Prosiding Sidang Pleno XIII dan Seminar Nasional ISEI, Mataram 415

Sebagai catatan penggunaan prinsip-prinsip di atas dalam mendasari suatu kebijakan energi secara ideal. Tetapi tidak ada yang menjamin bahwa semua prinsip di atas berjalan secara paralel. Seringkali konflik antar tujuan akan terjadi. Misalnya penyesuaian harga minyak tanah yang terlalu cepat akan menyebabkan terjadi perusakan lingkungan akibat penggunaan kayu bakar sebagai bahan bakar. Serupa pula dengan tujuan pemerataan, hasil penelitian LPEM menunjukkan sebagian besar subsidi BBM justru dinikmati oleh kelompok masyarakat bukan miskin dibandingkan kelompok miskin.
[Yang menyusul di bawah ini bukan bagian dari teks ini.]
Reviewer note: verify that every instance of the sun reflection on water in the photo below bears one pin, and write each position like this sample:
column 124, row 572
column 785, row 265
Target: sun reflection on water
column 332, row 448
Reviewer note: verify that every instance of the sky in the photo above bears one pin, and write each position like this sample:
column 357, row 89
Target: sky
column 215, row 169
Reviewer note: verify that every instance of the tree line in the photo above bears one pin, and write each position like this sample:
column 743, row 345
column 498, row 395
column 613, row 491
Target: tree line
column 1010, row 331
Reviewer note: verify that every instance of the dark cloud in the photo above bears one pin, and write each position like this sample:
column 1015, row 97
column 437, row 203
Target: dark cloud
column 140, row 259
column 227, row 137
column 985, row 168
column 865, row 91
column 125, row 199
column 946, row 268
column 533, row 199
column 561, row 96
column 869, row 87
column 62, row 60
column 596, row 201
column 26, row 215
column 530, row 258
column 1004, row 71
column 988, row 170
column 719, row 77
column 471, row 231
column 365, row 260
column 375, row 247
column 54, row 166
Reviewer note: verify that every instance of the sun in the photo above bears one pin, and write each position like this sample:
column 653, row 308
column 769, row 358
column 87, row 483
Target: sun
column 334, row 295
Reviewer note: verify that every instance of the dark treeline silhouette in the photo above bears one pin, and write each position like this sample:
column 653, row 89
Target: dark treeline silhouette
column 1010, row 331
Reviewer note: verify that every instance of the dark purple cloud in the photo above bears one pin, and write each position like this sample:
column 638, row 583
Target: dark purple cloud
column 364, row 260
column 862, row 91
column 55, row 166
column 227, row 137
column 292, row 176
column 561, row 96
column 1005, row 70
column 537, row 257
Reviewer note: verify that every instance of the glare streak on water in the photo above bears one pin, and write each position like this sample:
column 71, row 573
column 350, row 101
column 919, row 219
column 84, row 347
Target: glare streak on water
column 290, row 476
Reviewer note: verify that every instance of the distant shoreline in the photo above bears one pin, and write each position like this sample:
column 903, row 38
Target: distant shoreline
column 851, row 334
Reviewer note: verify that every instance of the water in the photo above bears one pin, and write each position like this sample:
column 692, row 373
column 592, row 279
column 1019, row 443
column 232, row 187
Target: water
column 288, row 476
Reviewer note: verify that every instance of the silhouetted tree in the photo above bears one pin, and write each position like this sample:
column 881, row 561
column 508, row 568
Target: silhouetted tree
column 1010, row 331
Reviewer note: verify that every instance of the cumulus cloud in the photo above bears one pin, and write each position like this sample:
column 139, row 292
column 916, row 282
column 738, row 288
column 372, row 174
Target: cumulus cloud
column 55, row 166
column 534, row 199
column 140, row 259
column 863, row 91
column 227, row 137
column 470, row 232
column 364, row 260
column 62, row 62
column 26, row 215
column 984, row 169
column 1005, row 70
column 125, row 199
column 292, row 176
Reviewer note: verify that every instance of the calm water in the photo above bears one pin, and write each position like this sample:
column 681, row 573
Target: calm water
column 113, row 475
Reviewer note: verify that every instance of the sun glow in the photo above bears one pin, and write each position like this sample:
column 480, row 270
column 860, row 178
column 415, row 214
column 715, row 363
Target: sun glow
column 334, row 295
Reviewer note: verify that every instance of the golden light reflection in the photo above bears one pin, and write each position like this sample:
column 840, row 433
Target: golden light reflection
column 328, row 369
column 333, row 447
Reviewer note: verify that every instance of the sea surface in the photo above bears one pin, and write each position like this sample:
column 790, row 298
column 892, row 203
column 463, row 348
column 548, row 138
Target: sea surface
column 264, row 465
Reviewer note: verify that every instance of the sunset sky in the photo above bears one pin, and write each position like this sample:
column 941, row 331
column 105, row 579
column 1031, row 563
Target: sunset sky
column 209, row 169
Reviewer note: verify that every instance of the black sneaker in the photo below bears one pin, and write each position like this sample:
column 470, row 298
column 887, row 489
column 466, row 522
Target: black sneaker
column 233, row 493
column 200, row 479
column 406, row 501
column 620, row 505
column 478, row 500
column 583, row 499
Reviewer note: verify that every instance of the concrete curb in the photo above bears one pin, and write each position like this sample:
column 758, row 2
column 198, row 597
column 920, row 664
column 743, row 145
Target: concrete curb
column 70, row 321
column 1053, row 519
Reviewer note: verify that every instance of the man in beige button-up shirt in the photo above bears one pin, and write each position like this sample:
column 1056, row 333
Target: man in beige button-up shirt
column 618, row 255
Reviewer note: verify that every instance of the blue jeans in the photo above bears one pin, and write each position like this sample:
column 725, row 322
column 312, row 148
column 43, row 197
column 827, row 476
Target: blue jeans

Lebih lagi pemberian subsidi yang salah arah ini menyebabkan distribusi pendapatan cenderung makin memburuk.

SASARAN KEBIJAKAN ENERGI

Kebijakan energi diharapkan mampu untuk: • Menciptakan pasar energi yang efisien dan transparan dengan

mengurangi distorsi harga dan biaya transaksi dan mendorong kompetisi (mencegah penggunaan market power) dan menghilangkan hambatan untuk upaya konservasi energi.

• Mobilisasi peningkatan investasi untuk mendorong energi berkelanjutan dengan misalnya intervensi pemerintah dalam penyediaan infrastruktur

energi atau insentif pengembangan industri energi ramah lingkungan.

• Mempercepat inovasi teknologi pada setiap tahap rangkaian inovasi energi yang mendorong energi yang berkelanjutan.

• Menciptakan keseimbangan dan keterkaitan yang optimal antara beberapa tujuan yang diperkirakan mempunyai trade off pada derajat tertentu seperti penyediaan pasokan energi dalam negeri, penciptaan

nilai tambah, sumber devisa dan sekuriti energi. • Mendukung upaya peningkatan sumberdaya dalam negeri baik

peningkatan kemampuan sumber daya manusia termasuk melalui alih teknologi dan penciptaan keterkaitan dengan industri dalam negeri.

• Mendorong partisipasi swasta dan kerjasama internasional.